A proximidade de empresários e gestores públicos está na raiz da Operação Lava-Jato, reveladora do maior escândalo de corrupção da história do Brasil. Como garantir transparência nessas relações?

Todas as campanhas eleitorais no mundo deveriam ser semelhantes às do Reino Unido, com 90 dias de duração e 100% financiadas pelo governo e sem dinheiro privado. Porque é aí que a corrupção começa. O dinheiro privado corrompe o sistema. Tome o exemplo de Barack Obama, uma pessoa honesta e que ganhou eleições com dinheiro levantado com os gigantes do Vale do Silício. Eles são as pessoas que falam ao telefone com o presidente. Na época, Steve Jobs [fundador da Apple que morreu em 2011] tinha uma voz dez vezes mais alta do que a minha. Isso cria uma realidade terrivelmente distorcida, com campanhas que duram anos e custam bilhões de dólares. Todos querem influenciar os candidatos — e ter acesso a eles depois de eleitos.
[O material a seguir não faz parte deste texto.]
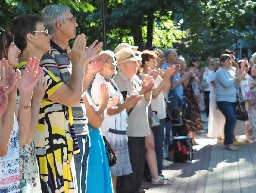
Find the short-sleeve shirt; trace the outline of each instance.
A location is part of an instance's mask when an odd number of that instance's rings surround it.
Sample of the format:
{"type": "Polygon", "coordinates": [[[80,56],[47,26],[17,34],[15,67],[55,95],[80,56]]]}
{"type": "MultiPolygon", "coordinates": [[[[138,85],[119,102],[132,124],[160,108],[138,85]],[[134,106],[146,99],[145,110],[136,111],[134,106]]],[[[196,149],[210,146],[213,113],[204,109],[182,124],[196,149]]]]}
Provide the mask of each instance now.
{"type": "MultiPolygon", "coordinates": [[[[92,97],[95,104],[99,104],[98,96],[100,95],[100,89],[101,84],[104,83],[108,86],[109,97],[110,98],[120,95],[119,103],[124,101],[123,98],[115,82],[111,79],[112,84],[105,79],[100,73],[98,73],[95,77],[92,86],[91,93],[92,97]]],[[[125,109],[113,115],[107,114],[102,122],[101,128],[101,130],[108,131],[110,129],[118,131],[126,131],[127,127],[128,116],[125,109]]]]}
{"type": "MultiPolygon", "coordinates": [[[[120,91],[131,95],[138,93],[142,89],[138,78],[135,75],[129,79],[120,70],[113,79],[120,91]]],[[[133,107],[128,116],[127,134],[129,137],[145,137],[150,134],[148,125],[148,107],[145,97],[133,107]]]]}
{"type": "MultiPolygon", "coordinates": [[[[52,41],[52,49],[48,54],[44,55],[41,66],[51,72],[65,84],[69,81],[72,71],[72,64],[66,51],[52,41]]],[[[86,116],[85,107],[81,99],[79,104],[71,107],[76,135],[84,135],[88,133],[88,120],[86,116]]]]}
{"type": "MultiPolygon", "coordinates": [[[[166,61],[164,61],[164,65],[162,67],[162,69],[164,70],[166,70],[167,67],[170,67],[170,65],[168,64],[166,61]]],[[[180,74],[179,72],[177,72],[173,77],[173,82],[175,83],[176,82],[179,81],[180,79],[180,74]]],[[[170,88],[170,89],[171,89],[171,88],[170,88]]],[[[176,87],[174,88],[174,89],[176,91],[177,94],[179,97],[181,99],[183,99],[184,98],[184,94],[183,92],[183,87],[182,86],[182,83],[180,84],[176,87]]]]}
{"type": "MultiPolygon", "coordinates": [[[[158,75],[155,80],[155,86],[157,87],[158,87],[162,81],[163,79],[158,75]]],[[[157,112],[157,115],[158,119],[162,119],[166,117],[165,102],[162,90],[161,91],[156,98],[152,98],[151,105],[152,111],[157,112]]]]}

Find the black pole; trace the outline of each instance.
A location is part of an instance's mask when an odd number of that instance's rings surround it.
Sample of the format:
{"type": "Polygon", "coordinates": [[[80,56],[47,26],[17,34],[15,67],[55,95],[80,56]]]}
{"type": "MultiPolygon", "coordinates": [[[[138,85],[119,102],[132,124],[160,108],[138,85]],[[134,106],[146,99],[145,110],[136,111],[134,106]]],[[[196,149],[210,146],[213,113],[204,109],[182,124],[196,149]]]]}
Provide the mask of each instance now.
{"type": "Polygon", "coordinates": [[[107,50],[107,38],[106,35],[106,19],[105,13],[105,0],[101,1],[101,19],[102,22],[102,35],[103,46],[104,49],[107,50]]]}

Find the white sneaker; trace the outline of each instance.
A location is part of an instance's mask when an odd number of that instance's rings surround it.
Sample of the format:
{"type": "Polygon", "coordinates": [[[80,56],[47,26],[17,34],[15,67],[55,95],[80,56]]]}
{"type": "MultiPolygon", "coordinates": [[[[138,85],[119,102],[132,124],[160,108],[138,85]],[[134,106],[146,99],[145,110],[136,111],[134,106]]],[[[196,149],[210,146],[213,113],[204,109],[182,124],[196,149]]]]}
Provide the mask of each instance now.
{"type": "Polygon", "coordinates": [[[164,167],[169,166],[173,163],[173,162],[167,160],[165,159],[163,159],[163,166],[164,167]]]}

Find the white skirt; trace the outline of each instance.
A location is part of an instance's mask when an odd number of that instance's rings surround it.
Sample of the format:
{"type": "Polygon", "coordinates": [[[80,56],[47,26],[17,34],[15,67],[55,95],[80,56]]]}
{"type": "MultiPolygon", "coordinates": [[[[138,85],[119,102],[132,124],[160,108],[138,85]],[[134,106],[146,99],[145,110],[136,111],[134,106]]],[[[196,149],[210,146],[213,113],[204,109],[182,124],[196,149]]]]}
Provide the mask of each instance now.
{"type": "Polygon", "coordinates": [[[216,108],[216,96],[210,96],[209,122],[207,137],[216,138],[224,138],[225,117],[219,109],[216,108]]]}

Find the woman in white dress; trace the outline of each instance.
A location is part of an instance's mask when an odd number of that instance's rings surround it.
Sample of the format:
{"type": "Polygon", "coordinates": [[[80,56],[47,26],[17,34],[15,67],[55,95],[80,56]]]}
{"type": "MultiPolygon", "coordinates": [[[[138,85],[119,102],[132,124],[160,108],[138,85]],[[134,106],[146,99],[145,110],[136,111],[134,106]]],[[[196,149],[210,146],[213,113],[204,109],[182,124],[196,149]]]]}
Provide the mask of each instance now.
{"type": "Polygon", "coordinates": [[[216,105],[216,89],[214,80],[215,72],[220,66],[220,61],[218,58],[212,61],[213,67],[214,70],[210,73],[207,77],[207,82],[209,83],[211,92],[210,97],[209,117],[207,137],[217,138],[218,142],[223,143],[224,139],[224,126],[225,117],[216,105]]]}

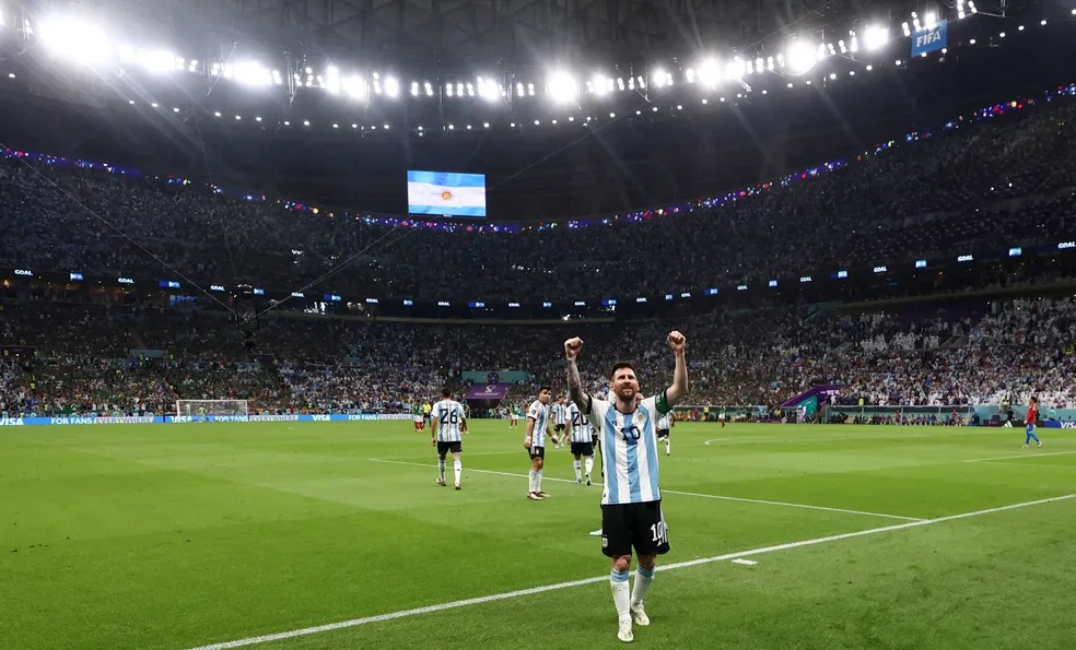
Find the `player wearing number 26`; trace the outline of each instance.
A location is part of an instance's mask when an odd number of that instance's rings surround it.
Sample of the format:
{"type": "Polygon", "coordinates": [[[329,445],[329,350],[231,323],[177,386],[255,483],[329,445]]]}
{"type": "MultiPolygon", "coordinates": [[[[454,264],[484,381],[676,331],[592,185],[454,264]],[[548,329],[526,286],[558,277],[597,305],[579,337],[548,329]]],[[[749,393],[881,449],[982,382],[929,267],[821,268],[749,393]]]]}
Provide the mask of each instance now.
{"type": "Polygon", "coordinates": [[[609,374],[616,400],[596,400],[583,392],[575,358],[583,350],[578,338],[564,342],[568,358],[568,387],[572,402],[594,427],[601,444],[605,468],[601,493],[601,551],[612,559],[609,580],[617,606],[621,641],[632,641],[632,618],[650,625],[643,600],[654,581],[657,556],[669,551],[668,531],[662,513],[658,487],[657,423],[688,394],[688,367],[680,332],[669,332],[667,343],[676,354],[672,386],[656,397],[636,400],[639,380],[631,364],[621,362],[609,374]],[[629,594],[628,570],[631,554],[636,555],[635,584],[629,594]]]}
{"type": "Polygon", "coordinates": [[[467,430],[467,418],[464,417],[464,406],[452,399],[452,390],[441,391],[444,399],[433,405],[433,437],[431,445],[437,446],[437,485],[445,483],[445,456],[452,452],[452,469],[456,475],[456,489],[459,489],[459,480],[464,471],[464,464],[459,460],[463,451],[464,438],[460,435],[467,430]]]}

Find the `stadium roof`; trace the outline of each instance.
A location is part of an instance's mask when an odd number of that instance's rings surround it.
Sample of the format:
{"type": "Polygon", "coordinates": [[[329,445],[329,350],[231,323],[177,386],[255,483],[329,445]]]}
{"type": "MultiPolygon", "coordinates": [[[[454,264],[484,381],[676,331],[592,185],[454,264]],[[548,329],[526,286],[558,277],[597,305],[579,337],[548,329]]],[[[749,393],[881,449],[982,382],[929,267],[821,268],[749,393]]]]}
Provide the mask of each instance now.
{"type": "MultiPolygon", "coordinates": [[[[628,62],[740,49],[856,22],[891,22],[893,0],[112,0],[94,11],[156,24],[182,42],[242,42],[412,68],[628,62]]],[[[982,0],[980,10],[1018,4],[982,0]]],[[[937,9],[944,9],[938,7],[937,9]]],[[[208,43],[203,43],[208,45],[208,43]]],[[[753,54],[751,55],[753,56],[753,54]]]]}

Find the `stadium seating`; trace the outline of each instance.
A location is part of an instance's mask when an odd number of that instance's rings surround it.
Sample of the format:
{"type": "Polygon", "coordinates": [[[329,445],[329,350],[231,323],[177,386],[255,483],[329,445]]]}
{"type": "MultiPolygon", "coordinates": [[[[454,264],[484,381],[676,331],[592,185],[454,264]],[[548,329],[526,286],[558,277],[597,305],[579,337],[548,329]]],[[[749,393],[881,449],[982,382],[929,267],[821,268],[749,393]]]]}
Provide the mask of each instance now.
{"type": "MultiPolygon", "coordinates": [[[[742,200],[587,229],[393,231],[206,188],[22,158],[0,163],[0,268],[302,285],[356,251],[328,291],[445,296],[605,296],[797,275],[876,260],[976,252],[1072,237],[1076,102],[1059,99],[865,155],[742,200]],[[36,163],[34,163],[36,165],[36,163]],[[80,206],[84,204],[84,208],[80,206]],[[110,224],[89,213],[104,216],[110,224]],[[130,236],[130,238],[120,235],[130,236]],[[132,241],[133,240],[133,241],[132,241]],[[1003,243],[1003,244],[998,244],[1003,243]],[[151,257],[149,253],[152,253],[151,257]]],[[[1057,280],[1049,272],[997,282],[1057,280]]],[[[870,296],[863,296],[870,297],[870,296]]],[[[523,369],[562,387],[561,342],[586,341],[595,390],[618,358],[644,390],[671,378],[665,333],[689,336],[691,401],[773,406],[816,382],[857,404],[984,404],[1038,393],[1076,404],[1076,303],[1068,298],[931,304],[842,315],[769,305],[645,322],[550,327],[402,324],[278,310],[252,356],[241,332],[204,306],[62,287],[0,291],[0,411],[172,411],[177,399],[247,399],[265,410],[404,411],[466,369],[523,369]],[[165,351],[144,358],[131,351],[165,351]]]]}

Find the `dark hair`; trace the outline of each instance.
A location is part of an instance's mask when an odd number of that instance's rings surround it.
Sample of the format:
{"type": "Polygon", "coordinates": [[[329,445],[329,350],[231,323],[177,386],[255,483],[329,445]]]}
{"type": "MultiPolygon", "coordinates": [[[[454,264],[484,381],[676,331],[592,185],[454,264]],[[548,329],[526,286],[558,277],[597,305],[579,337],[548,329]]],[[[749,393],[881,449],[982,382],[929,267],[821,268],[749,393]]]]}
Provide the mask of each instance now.
{"type": "Polygon", "coordinates": [[[635,364],[631,362],[617,362],[612,364],[612,369],[609,370],[609,381],[617,376],[617,370],[622,370],[623,368],[630,368],[632,373],[635,371],[635,364]]]}

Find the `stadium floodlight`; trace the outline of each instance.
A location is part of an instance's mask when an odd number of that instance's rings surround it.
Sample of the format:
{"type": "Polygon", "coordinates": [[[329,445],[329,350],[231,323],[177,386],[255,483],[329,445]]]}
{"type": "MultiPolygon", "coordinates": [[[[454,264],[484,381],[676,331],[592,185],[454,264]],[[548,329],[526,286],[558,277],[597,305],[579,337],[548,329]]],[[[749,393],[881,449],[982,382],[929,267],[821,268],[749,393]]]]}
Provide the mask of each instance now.
{"type": "Polygon", "coordinates": [[[495,81],[486,80],[481,76],[478,78],[478,96],[484,99],[493,102],[500,96],[501,92],[498,88],[495,81]]]}
{"type": "Polygon", "coordinates": [[[553,102],[572,102],[580,96],[580,80],[571,72],[554,70],[546,80],[546,94],[553,102]]]}
{"type": "Polygon", "coordinates": [[[785,70],[790,74],[806,74],[818,62],[818,48],[806,39],[796,39],[785,49],[785,70]]]}
{"type": "MultiPolygon", "coordinates": [[[[54,55],[84,66],[101,63],[108,55],[108,43],[101,27],[70,17],[46,19],[40,25],[40,38],[54,55]]],[[[168,56],[168,70],[172,70],[174,61],[168,56]]]]}
{"type": "Polygon", "coordinates": [[[344,80],[343,92],[352,99],[362,99],[366,95],[366,82],[358,74],[352,74],[344,80]]]}
{"type": "Polygon", "coordinates": [[[705,59],[699,63],[699,83],[709,87],[717,87],[721,83],[721,64],[717,59],[705,59]]]}
{"type": "Polygon", "coordinates": [[[872,25],[863,33],[863,44],[868,52],[877,51],[889,43],[889,27],[872,25]]]}
{"type": "Polygon", "coordinates": [[[725,63],[725,79],[737,80],[744,79],[745,68],[744,61],[739,57],[733,57],[733,60],[725,63]]]}
{"type": "MultiPolygon", "coordinates": [[[[262,68],[259,63],[255,61],[243,61],[236,63],[235,66],[229,66],[227,69],[231,71],[232,79],[236,83],[247,85],[247,86],[269,86],[273,83],[272,73],[269,72],[267,68],[262,68]]],[[[329,74],[332,74],[334,68],[329,68],[329,74]]]]}
{"type": "Polygon", "coordinates": [[[587,82],[587,87],[593,85],[592,92],[595,95],[605,95],[612,91],[612,78],[606,76],[600,72],[594,75],[594,79],[587,82]]]}

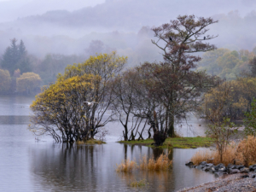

O Brasil recentemente proibiu a doação eleitoral por parte de empresas. Está na direção correta?

Acredito no ditado “nunca desperdice uma boa crise”. O Brasil está indo na direção correta, mas está numa posição perfeita para reformar ainda mais as regras eleitorais. O cenário político brasileiro é um desastre. A situação do ex-presidente Lula, primeiro lugar nas pesquisas eleitorais e preso, é embaraçosa para o país. Quem for culpado pela Justiça tem de ir preso e não pode disputar eleições. Mas o problema é que, agora, até o mérito das leis é objeto de discussão no Brasil. Isso tem de parar. E o país precisa seguir adiante com leis eleitorais mais modernas.